Tuesday, July 11, 2006

US court asked for gag order in Iraq rape-murder

US court asked for gag order in Iraq rape-murder
Tue Jul 11, 2006 1:21 PM ET

CHICAGO (Reuters) - A lawyer for a former U.S. soldier charged with killing a family of four in Iraq and raping one of them asked a judge on Tuesday for a gag order preventing officials from President George W. Bush on down from commenting on the case.

Without that, a court filing said, 21-year-old Steven Green will not get a fair trial.
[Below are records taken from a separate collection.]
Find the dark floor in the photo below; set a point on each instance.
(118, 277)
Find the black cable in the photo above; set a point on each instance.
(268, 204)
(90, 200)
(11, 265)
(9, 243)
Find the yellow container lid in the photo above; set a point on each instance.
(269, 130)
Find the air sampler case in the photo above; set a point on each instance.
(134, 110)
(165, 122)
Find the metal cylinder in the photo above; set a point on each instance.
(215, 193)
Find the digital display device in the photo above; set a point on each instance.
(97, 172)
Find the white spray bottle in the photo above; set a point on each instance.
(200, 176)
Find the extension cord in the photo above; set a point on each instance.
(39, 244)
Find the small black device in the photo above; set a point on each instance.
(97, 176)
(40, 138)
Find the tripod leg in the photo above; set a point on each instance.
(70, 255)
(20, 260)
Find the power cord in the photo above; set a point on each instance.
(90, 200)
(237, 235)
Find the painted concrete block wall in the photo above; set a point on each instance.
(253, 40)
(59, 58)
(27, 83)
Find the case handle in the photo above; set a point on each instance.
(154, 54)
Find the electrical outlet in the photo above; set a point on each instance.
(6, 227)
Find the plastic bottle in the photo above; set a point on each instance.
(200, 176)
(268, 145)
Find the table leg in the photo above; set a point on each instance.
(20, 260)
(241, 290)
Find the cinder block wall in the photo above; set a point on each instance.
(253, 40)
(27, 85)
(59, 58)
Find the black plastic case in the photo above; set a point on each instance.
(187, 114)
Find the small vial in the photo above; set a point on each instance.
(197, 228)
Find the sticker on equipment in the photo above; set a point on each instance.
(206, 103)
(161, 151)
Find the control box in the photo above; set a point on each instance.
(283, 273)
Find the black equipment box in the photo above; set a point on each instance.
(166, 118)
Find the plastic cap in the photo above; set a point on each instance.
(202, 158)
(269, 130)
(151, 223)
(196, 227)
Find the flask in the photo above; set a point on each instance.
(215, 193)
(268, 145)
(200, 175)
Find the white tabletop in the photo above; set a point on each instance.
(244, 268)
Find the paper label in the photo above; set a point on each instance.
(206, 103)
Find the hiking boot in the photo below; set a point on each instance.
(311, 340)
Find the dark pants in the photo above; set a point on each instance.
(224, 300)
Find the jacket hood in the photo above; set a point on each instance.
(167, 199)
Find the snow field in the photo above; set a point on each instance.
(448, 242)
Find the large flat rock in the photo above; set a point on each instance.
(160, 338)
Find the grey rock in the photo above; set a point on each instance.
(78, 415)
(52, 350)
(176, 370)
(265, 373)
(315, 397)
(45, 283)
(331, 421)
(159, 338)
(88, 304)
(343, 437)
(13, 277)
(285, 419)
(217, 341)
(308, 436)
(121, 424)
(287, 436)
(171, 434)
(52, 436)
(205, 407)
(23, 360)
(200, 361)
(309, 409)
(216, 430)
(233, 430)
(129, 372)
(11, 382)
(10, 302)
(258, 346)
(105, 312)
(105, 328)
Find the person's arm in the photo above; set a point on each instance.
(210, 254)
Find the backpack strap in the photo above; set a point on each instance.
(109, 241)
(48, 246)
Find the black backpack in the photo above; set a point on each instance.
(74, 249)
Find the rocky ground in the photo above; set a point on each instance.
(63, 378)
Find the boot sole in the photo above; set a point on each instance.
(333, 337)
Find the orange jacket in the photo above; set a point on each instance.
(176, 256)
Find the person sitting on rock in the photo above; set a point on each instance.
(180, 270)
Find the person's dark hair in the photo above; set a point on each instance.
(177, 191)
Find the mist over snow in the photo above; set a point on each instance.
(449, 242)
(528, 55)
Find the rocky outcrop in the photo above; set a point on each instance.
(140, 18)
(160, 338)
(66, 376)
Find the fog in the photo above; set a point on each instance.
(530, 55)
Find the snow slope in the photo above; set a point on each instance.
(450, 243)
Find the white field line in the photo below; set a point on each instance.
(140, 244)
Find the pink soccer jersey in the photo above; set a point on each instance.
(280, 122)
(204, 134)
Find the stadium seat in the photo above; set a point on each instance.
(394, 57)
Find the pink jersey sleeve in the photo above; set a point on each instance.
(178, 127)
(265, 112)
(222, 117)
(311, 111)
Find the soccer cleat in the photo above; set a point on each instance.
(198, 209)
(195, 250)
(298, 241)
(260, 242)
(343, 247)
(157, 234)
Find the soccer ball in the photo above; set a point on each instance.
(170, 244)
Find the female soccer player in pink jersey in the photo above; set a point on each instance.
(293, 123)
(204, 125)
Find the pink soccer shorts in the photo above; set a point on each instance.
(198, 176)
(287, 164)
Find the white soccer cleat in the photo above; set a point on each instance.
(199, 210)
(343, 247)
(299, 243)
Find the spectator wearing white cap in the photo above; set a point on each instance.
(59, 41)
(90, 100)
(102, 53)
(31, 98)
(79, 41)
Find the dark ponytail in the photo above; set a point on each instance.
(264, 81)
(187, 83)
He pleaded not guilty last week to four counts of murder and one count of rape, and a Kentucky grand jury is currently considering the case against him.

"This case has received prominent and often sensational coverage in virtually all print, electronic, and Internet news media in the world," the filing in U.S. District Court in Louisville, Kentucky, said.
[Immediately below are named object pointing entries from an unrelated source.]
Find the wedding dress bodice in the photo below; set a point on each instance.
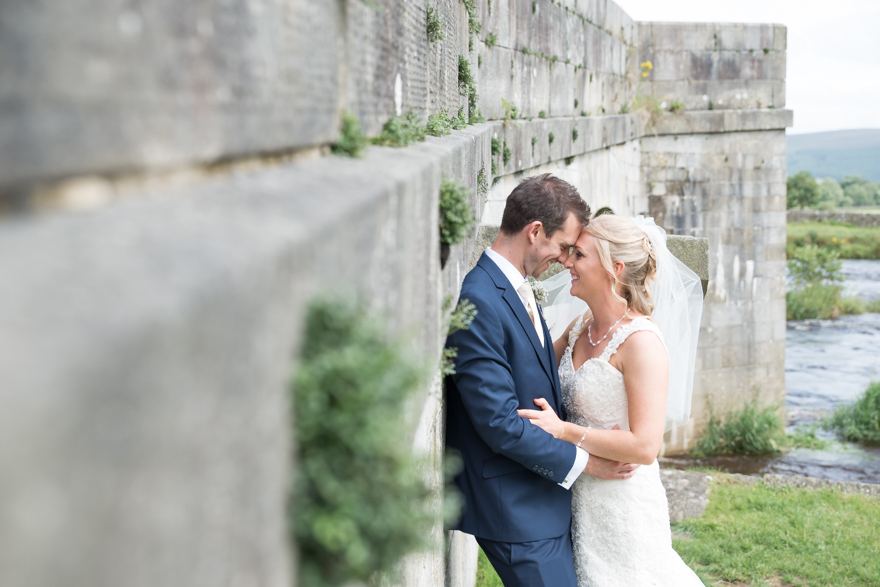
(605, 403)
(620, 529)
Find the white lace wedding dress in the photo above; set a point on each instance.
(620, 529)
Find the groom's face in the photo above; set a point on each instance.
(545, 250)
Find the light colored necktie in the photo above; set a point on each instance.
(525, 290)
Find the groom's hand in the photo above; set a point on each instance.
(609, 470)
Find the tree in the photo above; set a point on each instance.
(803, 191)
(861, 191)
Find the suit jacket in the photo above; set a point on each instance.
(511, 467)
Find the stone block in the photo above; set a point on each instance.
(93, 89)
(668, 66)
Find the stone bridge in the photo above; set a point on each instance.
(169, 207)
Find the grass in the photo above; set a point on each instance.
(749, 431)
(847, 240)
(486, 575)
(760, 535)
(860, 420)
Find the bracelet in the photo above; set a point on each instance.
(582, 437)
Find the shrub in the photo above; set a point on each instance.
(456, 215)
(434, 26)
(400, 131)
(748, 431)
(802, 191)
(850, 242)
(815, 293)
(358, 504)
(352, 141)
(859, 421)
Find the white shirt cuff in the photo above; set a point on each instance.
(580, 462)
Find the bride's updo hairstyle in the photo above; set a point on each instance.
(619, 239)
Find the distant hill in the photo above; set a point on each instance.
(836, 153)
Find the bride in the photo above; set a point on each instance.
(616, 373)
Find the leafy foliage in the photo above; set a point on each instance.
(815, 290)
(434, 26)
(748, 431)
(441, 124)
(456, 215)
(359, 504)
(846, 240)
(352, 140)
(802, 191)
(401, 131)
(859, 421)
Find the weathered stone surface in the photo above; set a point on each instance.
(91, 87)
(171, 324)
(833, 216)
(693, 252)
(687, 493)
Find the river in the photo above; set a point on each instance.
(827, 362)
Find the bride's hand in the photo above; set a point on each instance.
(546, 418)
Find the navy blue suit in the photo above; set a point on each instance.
(511, 467)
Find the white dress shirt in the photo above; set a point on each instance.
(516, 279)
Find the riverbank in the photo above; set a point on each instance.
(848, 240)
(775, 529)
"Strong and inflammatory opinion is rampant, including the President in a nationally televised interview deeming the alleged conduct of the defendant to be a 'despicable crime' and opining that he was 'staining the image, the honorable image of the United States military'," the motion said.
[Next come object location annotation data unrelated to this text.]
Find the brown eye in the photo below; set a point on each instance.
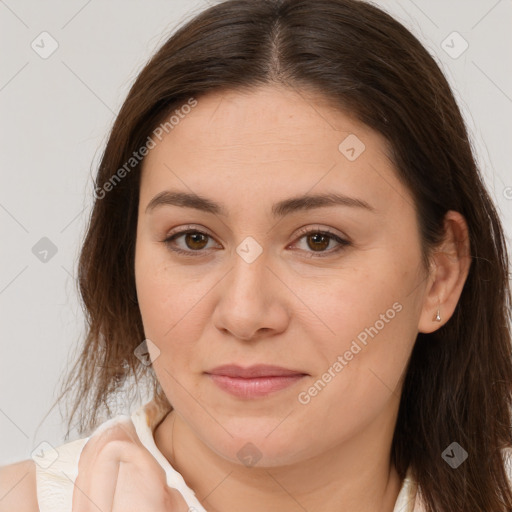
(196, 240)
(319, 241)
(193, 243)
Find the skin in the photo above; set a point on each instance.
(247, 151)
(287, 307)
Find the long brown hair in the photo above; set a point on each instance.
(458, 382)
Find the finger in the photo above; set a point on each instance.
(98, 467)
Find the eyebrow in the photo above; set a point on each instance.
(280, 209)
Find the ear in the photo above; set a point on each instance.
(449, 269)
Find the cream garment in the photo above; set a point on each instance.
(55, 483)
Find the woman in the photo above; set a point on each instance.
(292, 244)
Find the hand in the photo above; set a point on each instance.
(116, 473)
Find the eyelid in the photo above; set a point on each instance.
(342, 240)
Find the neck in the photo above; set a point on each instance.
(354, 476)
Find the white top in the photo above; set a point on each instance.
(55, 482)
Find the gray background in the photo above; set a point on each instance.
(55, 116)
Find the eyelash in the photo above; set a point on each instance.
(323, 254)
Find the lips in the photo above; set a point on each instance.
(260, 370)
(255, 381)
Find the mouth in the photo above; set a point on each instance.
(254, 381)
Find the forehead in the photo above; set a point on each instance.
(269, 140)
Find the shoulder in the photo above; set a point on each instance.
(18, 490)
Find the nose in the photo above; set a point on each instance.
(253, 303)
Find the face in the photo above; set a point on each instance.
(331, 290)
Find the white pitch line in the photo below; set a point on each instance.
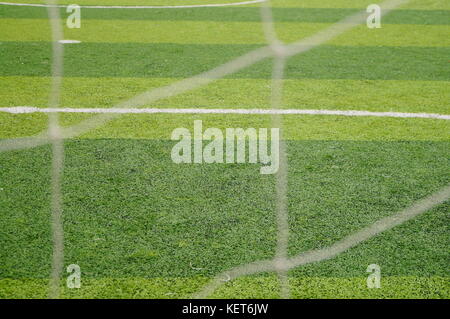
(30, 109)
(136, 7)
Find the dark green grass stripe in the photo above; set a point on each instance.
(178, 60)
(130, 212)
(328, 15)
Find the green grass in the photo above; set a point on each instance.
(138, 224)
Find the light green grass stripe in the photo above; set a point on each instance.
(209, 32)
(413, 4)
(247, 287)
(373, 95)
(160, 126)
(133, 2)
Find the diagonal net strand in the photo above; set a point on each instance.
(199, 80)
(281, 263)
(57, 143)
(341, 246)
(279, 63)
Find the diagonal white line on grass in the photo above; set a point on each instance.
(31, 109)
(57, 143)
(341, 246)
(136, 7)
(202, 79)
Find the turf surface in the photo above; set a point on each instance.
(141, 226)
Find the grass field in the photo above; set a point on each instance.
(141, 226)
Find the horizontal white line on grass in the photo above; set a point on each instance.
(69, 41)
(30, 109)
(136, 7)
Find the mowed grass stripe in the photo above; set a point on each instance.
(205, 32)
(414, 4)
(120, 197)
(181, 61)
(259, 287)
(372, 95)
(310, 127)
(237, 14)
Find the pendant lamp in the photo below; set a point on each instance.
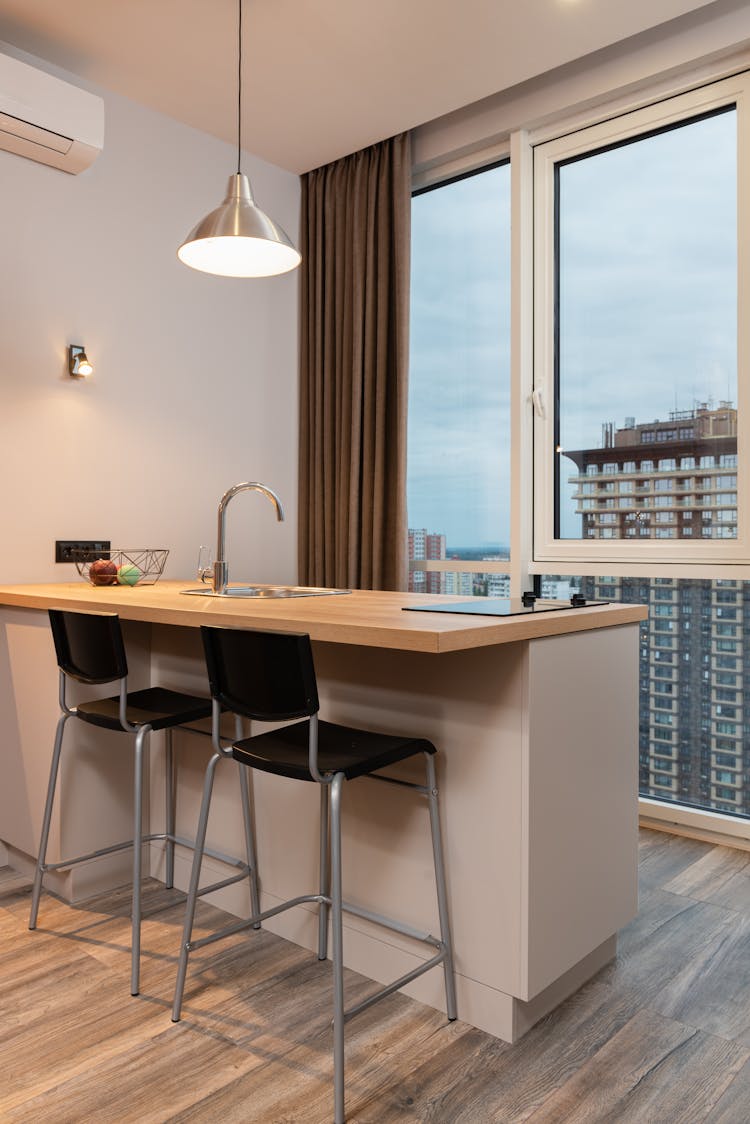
(238, 239)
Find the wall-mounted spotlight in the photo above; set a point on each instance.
(78, 361)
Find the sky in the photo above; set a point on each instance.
(648, 314)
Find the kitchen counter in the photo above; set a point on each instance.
(367, 617)
(535, 718)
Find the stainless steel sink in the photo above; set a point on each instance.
(265, 591)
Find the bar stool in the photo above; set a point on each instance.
(90, 650)
(270, 677)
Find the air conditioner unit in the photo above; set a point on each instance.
(46, 119)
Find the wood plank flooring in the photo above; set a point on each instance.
(659, 1036)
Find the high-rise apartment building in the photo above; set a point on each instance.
(677, 479)
(425, 545)
(674, 479)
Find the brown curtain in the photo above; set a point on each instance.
(355, 228)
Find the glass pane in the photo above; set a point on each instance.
(647, 337)
(693, 685)
(458, 476)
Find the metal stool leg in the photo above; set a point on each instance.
(137, 858)
(36, 893)
(169, 821)
(440, 884)
(192, 893)
(325, 875)
(337, 942)
(250, 842)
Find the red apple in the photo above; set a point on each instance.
(102, 572)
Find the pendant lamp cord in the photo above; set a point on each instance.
(240, 88)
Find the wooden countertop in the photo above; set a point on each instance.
(367, 617)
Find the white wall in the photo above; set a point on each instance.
(714, 38)
(195, 386)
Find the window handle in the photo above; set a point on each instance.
(538, 402)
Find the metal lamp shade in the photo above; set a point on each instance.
(238, 239)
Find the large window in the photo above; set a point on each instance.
(694, 685)
(638, 282)
(458, 487)
(610, 354)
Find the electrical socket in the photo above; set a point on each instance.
(69, 550)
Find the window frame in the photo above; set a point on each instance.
(626, 553)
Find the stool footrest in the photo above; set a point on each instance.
(397, 926)
(84, 858)
(401, 981)
(252, 922)
(225, 881)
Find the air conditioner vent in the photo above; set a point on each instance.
(46, 119)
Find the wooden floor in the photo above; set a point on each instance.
(660, 1036)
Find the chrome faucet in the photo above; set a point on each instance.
(219, 572)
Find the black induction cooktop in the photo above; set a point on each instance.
(503, 606)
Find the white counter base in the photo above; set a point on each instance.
(538, 744)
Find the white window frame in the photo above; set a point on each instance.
(596, 555)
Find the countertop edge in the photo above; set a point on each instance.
(364, 617)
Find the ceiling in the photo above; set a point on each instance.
(322, 78)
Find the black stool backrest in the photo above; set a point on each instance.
(268, 676)
(89, 645)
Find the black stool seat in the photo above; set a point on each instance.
(90, 650)
(154, 706)
(341, 750)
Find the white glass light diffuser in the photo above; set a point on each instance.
(238, 239)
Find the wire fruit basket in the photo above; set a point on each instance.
(122, 567)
The motion, filed by Scott Wendelsdorf, a public defender assigned to Green, also cited comments on the case from Gen. Peter Pace, chairman of the Joint Chiefs of Staff.

Green, discharged from the Army with a personality disorder, was charged with taking part in a home invasion, rape and murder in March in Mahmudiya, Iraq, while on duty with the Kentucky-based 101st Airborne.

Fourteen-year-old Abeer al-Janabi was raped and killed. Her parents and 6-year-old sister were also slain.

Four other soldiers still with the 502nd Infantry Regiment also face rape and murder charges and a fifth a charge of failing to report it.

A group led by al Qaeda in Iraq meanwhile has released gruesome footage of two corpses it said were U.S. soldiers killed in June to avenge the rape and murder of the Iraqi girl.

Since the military announced its investigation, Iraqis and their government have expressed mounting outrage over the case, which comes after several other murder probes involving U.S. troops. Many Iraqis have complained the troops can kill with impunity.